Either you are making something new, or you are working to preserve and maintain something that was once new. One category of people builds new things so that human beings have all their human-made things, and the other category of people looks after those things once they have been built to make sure that everything keeps working as it should.
Here I am not just referring to jobs that people do for paid employment, although this principle certainly applies there as well. Construction workers, artists, and software developers belong to the former category: They create things that were not there before. Police officers, doctors, and janitors belong to the latter category: They work to protect and preserve things. But in a more general sense, the things that people do in their personal lives belong to these same two categories as well. This applies to what people do to themselves, as well: Either people are developing themselves (typically by learning new things), or they are maintaining themselves (typically through things like fitness routines and other forms of self-care). Indeed, eating and sleeping belong to the maintenance category, and thus people spend most of their lives maintaining themselves.

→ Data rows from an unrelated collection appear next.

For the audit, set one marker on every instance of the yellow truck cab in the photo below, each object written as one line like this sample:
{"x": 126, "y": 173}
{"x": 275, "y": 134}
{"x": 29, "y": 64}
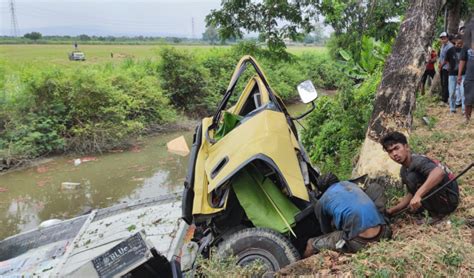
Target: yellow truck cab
{"x": 249, "y": 183}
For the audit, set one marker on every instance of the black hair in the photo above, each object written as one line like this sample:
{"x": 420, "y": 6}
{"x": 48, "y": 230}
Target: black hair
{"x": 393, "y": 138}
{"x": 325, "y": 181}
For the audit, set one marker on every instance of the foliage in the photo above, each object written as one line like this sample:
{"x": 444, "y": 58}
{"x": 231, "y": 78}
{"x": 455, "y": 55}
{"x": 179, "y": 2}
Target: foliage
{"x": 278, "y": 20}
{"x": 337, "y": 127}
{"x": 372, "y": 57}
{"x": 184, "y": 81}
{"x": 210, "y": 35}
{"x": 89, "y": 108}
{"x": 82, "y": 110}
{"x": 227, "y": 266}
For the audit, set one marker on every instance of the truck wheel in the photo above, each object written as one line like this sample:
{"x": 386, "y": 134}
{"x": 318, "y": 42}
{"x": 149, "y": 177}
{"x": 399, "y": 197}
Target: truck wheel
{"x": 268, "y": 246}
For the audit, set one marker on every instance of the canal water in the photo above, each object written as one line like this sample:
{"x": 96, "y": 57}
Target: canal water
{"x": 36, "y": 194}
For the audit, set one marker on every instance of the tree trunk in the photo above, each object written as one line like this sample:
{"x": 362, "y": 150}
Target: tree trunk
{"x": 454, "y": 16}
{"x": 435, "y": 89}
{"x": 395, "y": 98}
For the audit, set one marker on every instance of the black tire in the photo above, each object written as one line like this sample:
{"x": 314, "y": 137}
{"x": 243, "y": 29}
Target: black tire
{"x": 251, "y": 244}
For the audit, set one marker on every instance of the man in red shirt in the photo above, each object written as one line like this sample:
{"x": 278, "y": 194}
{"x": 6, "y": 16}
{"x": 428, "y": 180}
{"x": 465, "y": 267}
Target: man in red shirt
{"x": 429, "y": 70}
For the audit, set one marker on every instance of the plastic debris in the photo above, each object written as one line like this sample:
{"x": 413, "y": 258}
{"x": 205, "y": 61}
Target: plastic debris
{"x": 178, "y": 146}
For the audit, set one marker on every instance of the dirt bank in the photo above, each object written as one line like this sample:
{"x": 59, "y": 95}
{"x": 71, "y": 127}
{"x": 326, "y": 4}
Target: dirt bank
{"x": 443, "y": 250}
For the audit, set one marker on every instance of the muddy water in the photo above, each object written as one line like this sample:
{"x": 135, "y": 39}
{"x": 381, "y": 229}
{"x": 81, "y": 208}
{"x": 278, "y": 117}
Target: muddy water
{"x": 33, "y": 195}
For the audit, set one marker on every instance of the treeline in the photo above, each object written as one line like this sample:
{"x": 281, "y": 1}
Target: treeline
{"x": 37, "y": 38}
{"x": 50, "y": 109}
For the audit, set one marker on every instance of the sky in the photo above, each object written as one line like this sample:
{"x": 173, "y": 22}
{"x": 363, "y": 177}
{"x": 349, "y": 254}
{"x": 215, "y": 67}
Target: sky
{"x": 107, "y": 17}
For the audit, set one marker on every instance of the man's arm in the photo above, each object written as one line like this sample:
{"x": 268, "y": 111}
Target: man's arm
{"x": 435, "y": 177}
{"x": 401, "y": 205}
{"x": 462, "y": 63}
{"x": 323, "y": 219}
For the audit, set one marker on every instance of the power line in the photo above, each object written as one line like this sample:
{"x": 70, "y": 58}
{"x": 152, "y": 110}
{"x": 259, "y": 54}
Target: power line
{"x": 14, "y": 22}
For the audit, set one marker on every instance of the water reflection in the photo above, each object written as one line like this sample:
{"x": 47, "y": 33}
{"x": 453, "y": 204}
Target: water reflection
{"x": 35, "y": 195}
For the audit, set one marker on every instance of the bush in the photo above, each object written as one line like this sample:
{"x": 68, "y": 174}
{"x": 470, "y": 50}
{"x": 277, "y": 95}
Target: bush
{"x": 82, "y": 110}
{"x": 337, "y": 127}
{"x": 184, "y": 81}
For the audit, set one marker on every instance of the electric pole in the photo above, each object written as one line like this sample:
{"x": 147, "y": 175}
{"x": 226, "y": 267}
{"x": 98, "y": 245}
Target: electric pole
{"x": 192, "y": 27}
{"x": 14, "y": 22}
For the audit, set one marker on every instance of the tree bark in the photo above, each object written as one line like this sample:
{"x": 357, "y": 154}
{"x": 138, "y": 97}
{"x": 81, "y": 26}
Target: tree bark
{"x": 395, "y": 98}
{"x": 454, "y": 16}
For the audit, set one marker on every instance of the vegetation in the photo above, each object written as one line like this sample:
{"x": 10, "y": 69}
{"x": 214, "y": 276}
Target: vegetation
{"x": 47, "y": 109}
{"x": 337, "y": 127}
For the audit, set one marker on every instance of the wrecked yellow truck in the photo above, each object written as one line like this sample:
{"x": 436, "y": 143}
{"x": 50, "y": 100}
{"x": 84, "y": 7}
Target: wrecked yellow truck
{"x": 250, "y": 183}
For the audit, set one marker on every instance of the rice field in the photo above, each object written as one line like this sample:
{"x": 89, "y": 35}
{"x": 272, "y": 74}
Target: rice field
{"x": 40, "y": 54}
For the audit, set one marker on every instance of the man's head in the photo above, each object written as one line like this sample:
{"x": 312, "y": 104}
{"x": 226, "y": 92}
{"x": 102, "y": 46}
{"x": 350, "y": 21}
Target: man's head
{"x": 443, "y": 37}
{"x": 458, "y": 42}
{"x": 325, "y": 181}
{"x": 396, "y": 145}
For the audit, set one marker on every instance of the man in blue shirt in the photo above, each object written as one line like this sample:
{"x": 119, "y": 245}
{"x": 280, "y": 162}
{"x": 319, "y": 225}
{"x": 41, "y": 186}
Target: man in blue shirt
{"x": 348, "y": 217}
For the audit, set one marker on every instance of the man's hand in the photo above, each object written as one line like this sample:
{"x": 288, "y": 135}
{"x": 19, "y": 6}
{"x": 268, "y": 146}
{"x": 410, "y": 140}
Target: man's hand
{"x": 415, "y": 203}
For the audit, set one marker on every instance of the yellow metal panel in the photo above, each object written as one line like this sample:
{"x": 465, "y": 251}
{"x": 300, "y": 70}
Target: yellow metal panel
{"x": 266, "y": 133}
{"x": 200, "y": 202}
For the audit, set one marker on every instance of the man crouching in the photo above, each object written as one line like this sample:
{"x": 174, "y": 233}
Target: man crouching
{"x": 421, "y": 175}
{"x": 352, "y": 212}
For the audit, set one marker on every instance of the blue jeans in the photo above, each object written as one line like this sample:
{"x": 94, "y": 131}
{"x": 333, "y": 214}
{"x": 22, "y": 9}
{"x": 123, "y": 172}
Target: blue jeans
{"x": 453, "y": 89}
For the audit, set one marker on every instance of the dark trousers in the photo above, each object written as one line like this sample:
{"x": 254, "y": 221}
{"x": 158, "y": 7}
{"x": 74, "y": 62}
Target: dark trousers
{"x": 444, "y": 85}
{"x": 335, "y": 241}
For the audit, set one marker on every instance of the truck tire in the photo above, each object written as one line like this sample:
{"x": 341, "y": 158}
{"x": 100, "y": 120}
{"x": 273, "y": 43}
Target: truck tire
{"x": 251, "y": 244}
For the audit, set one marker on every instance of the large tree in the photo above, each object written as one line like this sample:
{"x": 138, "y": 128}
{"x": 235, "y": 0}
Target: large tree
{"x": 276, "y": 20}
{"x": 395, "y": 98}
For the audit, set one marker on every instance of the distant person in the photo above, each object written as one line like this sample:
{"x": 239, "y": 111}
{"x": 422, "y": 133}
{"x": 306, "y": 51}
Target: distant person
{"x": 355, "y": 217}
{"x": 429, "y": 69}
{"x": 443, "y": 66}
{"x": 467, "y": 61}
{"x": 453, "y": 57}
{"x": 421, "y": 175}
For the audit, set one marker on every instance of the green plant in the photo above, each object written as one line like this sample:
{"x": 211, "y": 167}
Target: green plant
{"x": 226, "y": 266}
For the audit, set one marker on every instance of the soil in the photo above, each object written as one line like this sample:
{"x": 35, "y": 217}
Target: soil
{"x": 442, "y": 249}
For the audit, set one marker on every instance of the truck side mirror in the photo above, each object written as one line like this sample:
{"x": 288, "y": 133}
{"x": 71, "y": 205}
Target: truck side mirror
{"x": 307, "y": 91}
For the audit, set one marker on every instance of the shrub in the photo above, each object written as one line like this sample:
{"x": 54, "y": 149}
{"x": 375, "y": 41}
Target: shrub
{"x": 184, "y": 81}
{"x": 83, "y": 110}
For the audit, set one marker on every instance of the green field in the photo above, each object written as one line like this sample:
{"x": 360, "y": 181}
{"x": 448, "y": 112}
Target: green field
{"x": 41, "y": 54}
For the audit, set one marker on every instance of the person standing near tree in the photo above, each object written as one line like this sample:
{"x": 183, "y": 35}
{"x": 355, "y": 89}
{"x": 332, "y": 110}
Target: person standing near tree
{"x": 429, "y": 69}
{"x": 453, "y": 57}
{"x": 443, "y": 67}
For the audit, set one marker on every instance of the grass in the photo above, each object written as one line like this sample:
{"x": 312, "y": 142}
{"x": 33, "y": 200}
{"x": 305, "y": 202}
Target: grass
{"x": 57, "y": 54}
{"x": 442, "y": 250}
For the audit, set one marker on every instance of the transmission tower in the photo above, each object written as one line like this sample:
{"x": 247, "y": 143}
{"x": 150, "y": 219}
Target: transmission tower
{"x": 14, "y": 22}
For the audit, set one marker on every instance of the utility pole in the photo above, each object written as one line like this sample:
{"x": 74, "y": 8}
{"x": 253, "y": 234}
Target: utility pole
{"x": 14, "y": 23}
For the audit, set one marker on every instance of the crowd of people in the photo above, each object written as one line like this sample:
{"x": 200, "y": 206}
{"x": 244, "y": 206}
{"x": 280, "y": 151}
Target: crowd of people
{"x": 456, "y": 70}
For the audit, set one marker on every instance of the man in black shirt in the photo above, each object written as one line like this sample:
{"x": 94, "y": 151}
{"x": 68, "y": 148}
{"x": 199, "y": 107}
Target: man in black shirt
{"x": 421, "y": 175}
{"x": 453, "y": 57}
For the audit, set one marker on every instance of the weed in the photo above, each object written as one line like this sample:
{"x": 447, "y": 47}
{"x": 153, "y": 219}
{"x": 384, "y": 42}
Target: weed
{"x": 452, "y": 258}
{"x": 226, "y": 266}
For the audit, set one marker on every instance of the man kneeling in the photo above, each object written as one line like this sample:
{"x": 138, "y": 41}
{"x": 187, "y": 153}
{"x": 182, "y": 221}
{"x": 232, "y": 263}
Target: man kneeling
{"x": 353, "y": 213}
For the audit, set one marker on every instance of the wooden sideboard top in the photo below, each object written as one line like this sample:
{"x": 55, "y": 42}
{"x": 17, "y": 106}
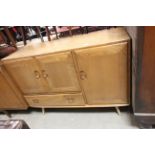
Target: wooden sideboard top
{"x": 92, "y": 39}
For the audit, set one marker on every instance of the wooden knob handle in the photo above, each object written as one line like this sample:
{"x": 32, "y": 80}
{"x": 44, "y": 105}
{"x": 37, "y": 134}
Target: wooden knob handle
{"x": 44, "y": 74}
{"x": 37, "y": 74}
{"x": 83, "y": 75}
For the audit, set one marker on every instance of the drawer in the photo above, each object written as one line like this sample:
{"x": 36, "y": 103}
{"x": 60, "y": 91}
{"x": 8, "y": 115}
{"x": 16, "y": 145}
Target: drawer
{"x": 55, "y": 100}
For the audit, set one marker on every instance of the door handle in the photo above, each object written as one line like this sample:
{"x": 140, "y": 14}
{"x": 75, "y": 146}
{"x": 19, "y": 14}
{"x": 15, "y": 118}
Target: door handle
{"x": 83, "y": 75}
{"x": 44, "y": 74}
{"x": 70, "y": 99}
{"x": 37, "y": 74}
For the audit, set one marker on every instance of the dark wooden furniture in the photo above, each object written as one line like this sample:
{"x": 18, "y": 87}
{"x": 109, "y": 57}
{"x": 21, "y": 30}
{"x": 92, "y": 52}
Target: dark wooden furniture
{"x": 143, "y": 69}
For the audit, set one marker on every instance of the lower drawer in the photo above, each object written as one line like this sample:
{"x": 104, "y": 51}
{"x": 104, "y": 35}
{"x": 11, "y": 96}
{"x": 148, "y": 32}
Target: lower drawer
{"x": 55, "y": 100}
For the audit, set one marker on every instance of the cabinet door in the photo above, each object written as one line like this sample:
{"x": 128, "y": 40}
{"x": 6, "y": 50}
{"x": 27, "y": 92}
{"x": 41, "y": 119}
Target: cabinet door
{"x": 10, "y": 97}
{"x": 103, "y": 73}
{"x": 26, "y": 74}
{"x": 56, "y": 100}
{"x": 59, "y": 72}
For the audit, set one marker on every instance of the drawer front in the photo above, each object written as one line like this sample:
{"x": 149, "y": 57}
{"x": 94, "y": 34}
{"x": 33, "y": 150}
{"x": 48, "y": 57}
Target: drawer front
{"x": 55, "y": 100}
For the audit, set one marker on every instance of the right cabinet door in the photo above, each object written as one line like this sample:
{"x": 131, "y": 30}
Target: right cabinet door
{"x": 104, "y": 73}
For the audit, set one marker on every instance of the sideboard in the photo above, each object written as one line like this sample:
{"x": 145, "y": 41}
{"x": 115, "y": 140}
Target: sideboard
{"x": 88, "y": 70}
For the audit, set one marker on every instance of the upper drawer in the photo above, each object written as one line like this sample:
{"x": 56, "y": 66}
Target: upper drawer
{"x": 55, "y": 100}
{"x": 59, "y": 72}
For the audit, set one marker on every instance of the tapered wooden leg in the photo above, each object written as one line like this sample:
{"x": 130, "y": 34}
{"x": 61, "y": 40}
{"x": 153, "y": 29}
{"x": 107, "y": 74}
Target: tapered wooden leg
{"x": 70, "y": 30}
{"x": 48, "y": 33}
{"x": 6, "y": 113}
{"x": 118, "y": 110}
{"x": 43, "y": 111}
{"x": 55, "y": 29}
{"x": 39, "y": 33}
{"x": 3, "y": 37}
{"x": 6, "y": 29}
{"x": 22, "y": 31}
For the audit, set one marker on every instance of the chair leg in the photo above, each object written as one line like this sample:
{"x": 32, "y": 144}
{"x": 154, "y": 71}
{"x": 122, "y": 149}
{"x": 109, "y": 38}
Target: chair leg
{"x": 10, "y": 36}
{"x": 48, "y": 33}
{"x": 39, "y": 33}
{"x": 43, "y": 111}
{"x": 23, "y": 34}
{"x": 118, "y": 110}
{"x": 55, "y": 29}
{"x": 6, "y": 113}
{"x": 70, "y": 30}
{"x": 3, "y": 37}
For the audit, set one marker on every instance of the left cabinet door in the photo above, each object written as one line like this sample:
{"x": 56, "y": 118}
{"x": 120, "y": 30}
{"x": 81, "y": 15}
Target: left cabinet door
{"x": 25, "y": 72}
{"x": 10, "y": 96}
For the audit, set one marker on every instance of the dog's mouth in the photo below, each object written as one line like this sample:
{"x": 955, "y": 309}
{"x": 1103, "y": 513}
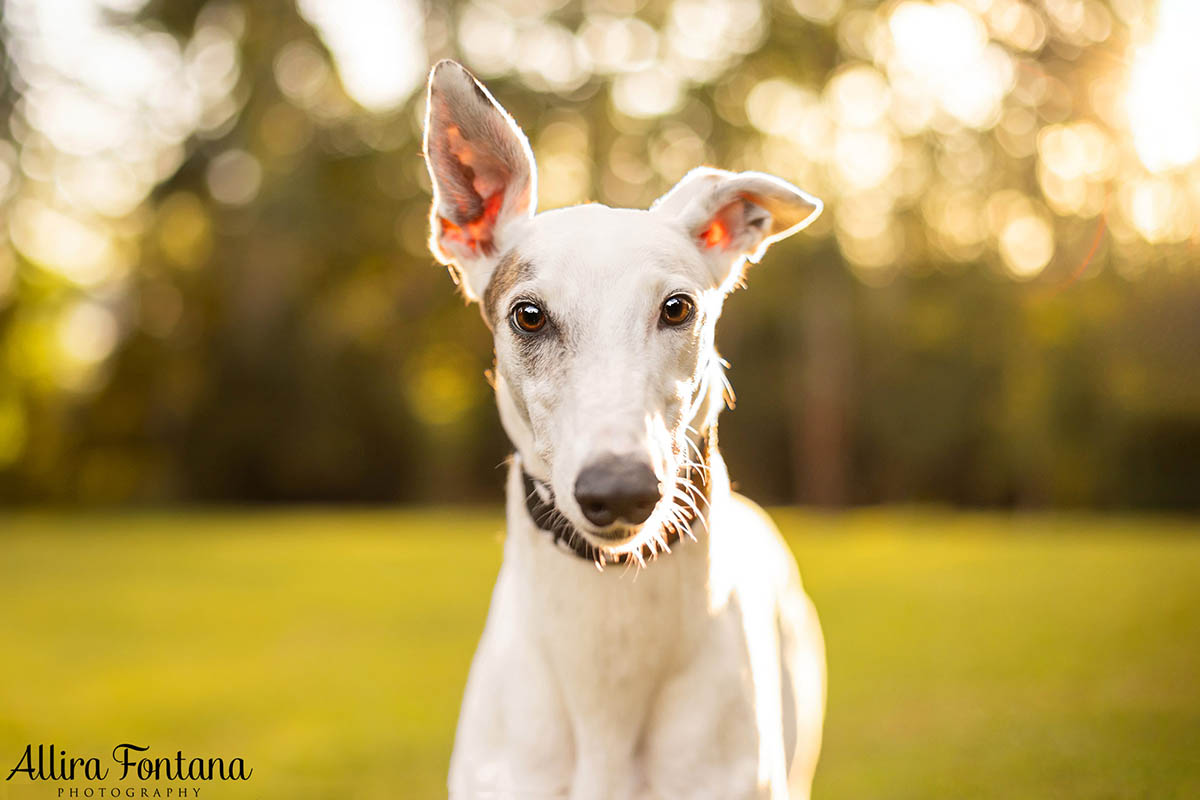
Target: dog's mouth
{"x": 616, "y": 534}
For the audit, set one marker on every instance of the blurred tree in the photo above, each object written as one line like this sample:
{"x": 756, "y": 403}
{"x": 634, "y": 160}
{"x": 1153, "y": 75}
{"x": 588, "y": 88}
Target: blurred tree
{"x": 214, "y": 282}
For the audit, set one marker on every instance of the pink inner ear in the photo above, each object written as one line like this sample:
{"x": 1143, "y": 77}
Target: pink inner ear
{"x": 475, "y": 234}
{"x": 717, "y": 234}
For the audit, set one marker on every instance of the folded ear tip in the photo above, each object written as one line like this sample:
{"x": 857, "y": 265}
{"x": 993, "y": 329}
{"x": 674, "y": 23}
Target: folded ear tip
{"x": 449, "y": 74}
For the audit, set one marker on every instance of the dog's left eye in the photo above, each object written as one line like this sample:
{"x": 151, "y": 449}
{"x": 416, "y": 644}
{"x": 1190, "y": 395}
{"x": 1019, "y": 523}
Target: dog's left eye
{"x": 528, "y": 317}
{"x": 677, "y": 310}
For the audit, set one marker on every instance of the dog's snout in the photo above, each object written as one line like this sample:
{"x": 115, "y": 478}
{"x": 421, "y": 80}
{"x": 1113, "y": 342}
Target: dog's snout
{"x": 617, "y": 488}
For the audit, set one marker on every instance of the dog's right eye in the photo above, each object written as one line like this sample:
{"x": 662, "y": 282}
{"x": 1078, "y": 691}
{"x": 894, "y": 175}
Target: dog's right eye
{"x": 528, "y": 318}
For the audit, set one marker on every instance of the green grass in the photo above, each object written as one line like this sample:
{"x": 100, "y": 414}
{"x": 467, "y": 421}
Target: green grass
{"x": 970, "y": 655}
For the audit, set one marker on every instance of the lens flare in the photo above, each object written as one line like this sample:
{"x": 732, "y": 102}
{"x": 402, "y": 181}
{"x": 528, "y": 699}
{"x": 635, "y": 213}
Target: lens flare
{"x": 1163, "y": 100}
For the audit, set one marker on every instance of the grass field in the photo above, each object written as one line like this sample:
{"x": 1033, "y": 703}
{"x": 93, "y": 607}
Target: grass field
{"x": 971, "y": 656}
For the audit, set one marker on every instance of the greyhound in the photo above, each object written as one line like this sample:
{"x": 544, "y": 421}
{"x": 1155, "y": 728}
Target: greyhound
{"x": 648, "y": 635}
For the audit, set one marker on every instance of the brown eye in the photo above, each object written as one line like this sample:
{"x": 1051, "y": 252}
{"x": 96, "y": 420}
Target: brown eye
{"x": 528, "y": 318}
{"x": 677, "y": 310}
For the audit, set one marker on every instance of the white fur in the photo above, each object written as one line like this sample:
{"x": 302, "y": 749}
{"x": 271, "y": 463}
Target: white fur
{"x": 700, "y": 674}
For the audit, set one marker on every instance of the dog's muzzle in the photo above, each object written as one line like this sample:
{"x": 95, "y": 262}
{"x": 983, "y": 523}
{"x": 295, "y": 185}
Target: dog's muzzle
{"x": 695, "y": 487}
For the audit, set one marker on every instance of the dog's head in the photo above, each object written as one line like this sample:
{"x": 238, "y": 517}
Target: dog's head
{"x": 604, "y": 318}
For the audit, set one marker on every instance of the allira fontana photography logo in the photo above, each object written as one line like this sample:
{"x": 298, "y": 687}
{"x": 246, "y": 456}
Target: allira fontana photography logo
{"x": 129, "y": 763}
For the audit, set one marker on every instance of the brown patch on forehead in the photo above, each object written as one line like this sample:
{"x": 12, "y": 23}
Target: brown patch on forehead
{"x": 511, "y": 270}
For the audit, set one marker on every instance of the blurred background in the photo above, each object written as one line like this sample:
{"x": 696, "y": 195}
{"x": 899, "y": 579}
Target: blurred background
{"x": 979, "y": 371}
{"x": 215, "y": 287}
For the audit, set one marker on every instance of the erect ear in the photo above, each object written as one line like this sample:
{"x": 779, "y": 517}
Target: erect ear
{"x": 483, "y": 170}
{"x": 735, "y": 216}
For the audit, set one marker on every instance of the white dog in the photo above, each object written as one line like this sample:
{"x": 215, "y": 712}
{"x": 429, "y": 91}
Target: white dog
{"x": 648, "y": 636}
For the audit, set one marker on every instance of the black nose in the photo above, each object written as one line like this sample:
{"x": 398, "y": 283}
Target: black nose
{"x": 617, "y": 488}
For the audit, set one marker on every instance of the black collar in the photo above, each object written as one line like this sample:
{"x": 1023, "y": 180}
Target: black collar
{"x": 546, "y": 516}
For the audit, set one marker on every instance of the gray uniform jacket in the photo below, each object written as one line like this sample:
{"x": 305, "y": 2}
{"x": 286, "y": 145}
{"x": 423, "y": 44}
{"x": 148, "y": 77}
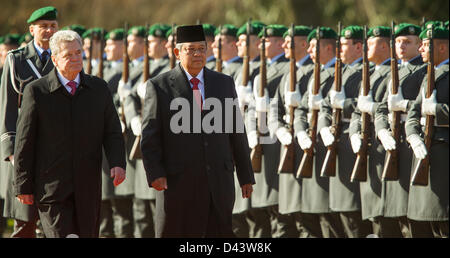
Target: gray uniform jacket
{"x": 430, "y": 203}
{"x": 289, "y": 198}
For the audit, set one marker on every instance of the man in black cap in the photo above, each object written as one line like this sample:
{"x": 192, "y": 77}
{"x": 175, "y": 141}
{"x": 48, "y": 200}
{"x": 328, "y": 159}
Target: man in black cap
{"x": 23, "y": 66}
{"x": 192, "y": 170}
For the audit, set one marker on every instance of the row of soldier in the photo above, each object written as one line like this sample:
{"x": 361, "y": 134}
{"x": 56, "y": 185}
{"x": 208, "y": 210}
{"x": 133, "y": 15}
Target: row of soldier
{"x": 284, "y": 204}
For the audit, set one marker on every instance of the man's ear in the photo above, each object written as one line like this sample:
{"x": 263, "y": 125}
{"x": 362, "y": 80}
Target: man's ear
{"x": 176, "y": 52}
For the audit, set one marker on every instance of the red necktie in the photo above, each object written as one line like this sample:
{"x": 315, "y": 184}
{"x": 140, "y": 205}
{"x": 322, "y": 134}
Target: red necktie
{"x": 73, "y": 87}
{"x": 197, "y": 94}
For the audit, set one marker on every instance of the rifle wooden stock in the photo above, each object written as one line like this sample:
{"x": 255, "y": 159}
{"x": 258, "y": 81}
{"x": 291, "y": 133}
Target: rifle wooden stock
{"x": 135, "y": 152}
{"x": 257, "y": 152}
{"x": 172, "y": 46}
{"x": 305, "y": 170}
{"x": 219, "y": 52}
{"x": 89, "y": 66}
{"x": 422, "y": 169}
{"x": 125, "y": 72}
{"x": 102, "y": 50}
{"x": 329, "y": 164}
{"x": 287, "y": 163}
{"x": 390, "y": 169}
{"x": 359, "y": 172}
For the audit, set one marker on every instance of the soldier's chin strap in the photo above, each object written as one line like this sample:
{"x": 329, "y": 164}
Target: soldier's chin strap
{"x": 11, "y": 73}
{"x": 34, "y": 68}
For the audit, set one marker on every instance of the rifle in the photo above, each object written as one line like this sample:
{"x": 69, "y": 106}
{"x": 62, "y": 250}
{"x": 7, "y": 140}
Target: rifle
{"x": 360, "y": 168}
{"x": 172, "y": 45}
{"x": 288, "y": 156}
{"x": 102, "y": 48}
{"x": 329, "y": 163}
{"x": 422, "y": 170}
{"x": 89, "y": 67}
{"x": 256, "y": 153}
{"x": 135, "y": 152}
{"x": 246, "y": 62}
{"x": 390, "y": 169}
{"x": 305, "y": 169}
{"x": 219, "y": 53}
{"x": 125, "y": 72}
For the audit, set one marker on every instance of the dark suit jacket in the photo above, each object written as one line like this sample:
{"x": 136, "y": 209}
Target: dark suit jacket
{"x": 198, "y": 166}
{"x": 59, "y": 144}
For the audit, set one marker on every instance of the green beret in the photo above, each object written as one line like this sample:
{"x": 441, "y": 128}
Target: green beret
{"x": 44, "y": 13}
{"x": 274, "y": 30}
{"x": 405, "y": 29}
{"x": 138, "y": 31}
{"x": 353, "y": 32}
{"x": 27, "y": 37}
{"x": 11, "y": 39}
{"x": 80, "y": 29}
{"x": 159, "y": 30}
{"x": 97, "y": 30}
{"x": 226, "y": 29}
{"x": 325, "y": 33}
{"x": 255, "y": 28}
{"x": 298, "y": 31}
{"x": 438, "y": 33}
{"x": 115, "y": 34}
{"x": 169, "y": 32}
{"x": 379, "y": 31}
{"x": 209, "y": 29}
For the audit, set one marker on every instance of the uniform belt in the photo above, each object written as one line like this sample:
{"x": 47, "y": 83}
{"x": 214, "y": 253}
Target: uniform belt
{"x": 424, "y": 119}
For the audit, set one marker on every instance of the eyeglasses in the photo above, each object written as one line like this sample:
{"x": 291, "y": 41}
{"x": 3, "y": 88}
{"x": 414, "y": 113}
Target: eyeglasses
{"x": 192, "y": 51}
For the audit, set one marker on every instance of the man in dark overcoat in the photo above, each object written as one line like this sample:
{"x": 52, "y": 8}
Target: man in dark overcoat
{"x": 66, "y": 118}
{"x": 192, "y": 170}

It is obvious, I think, that neither of these categories can exist without the other. Of course maintenance workers could not maintain anything if creators did not create those things first, but the things creators create would not be useful for very long if there weren't people who understood how to protect, preserve, and fix those things. People may debate over which category is "better" than the other; in general, one can say that being a developer is probably more glamorous than being a maintainer, but really, neither work could exist without the other.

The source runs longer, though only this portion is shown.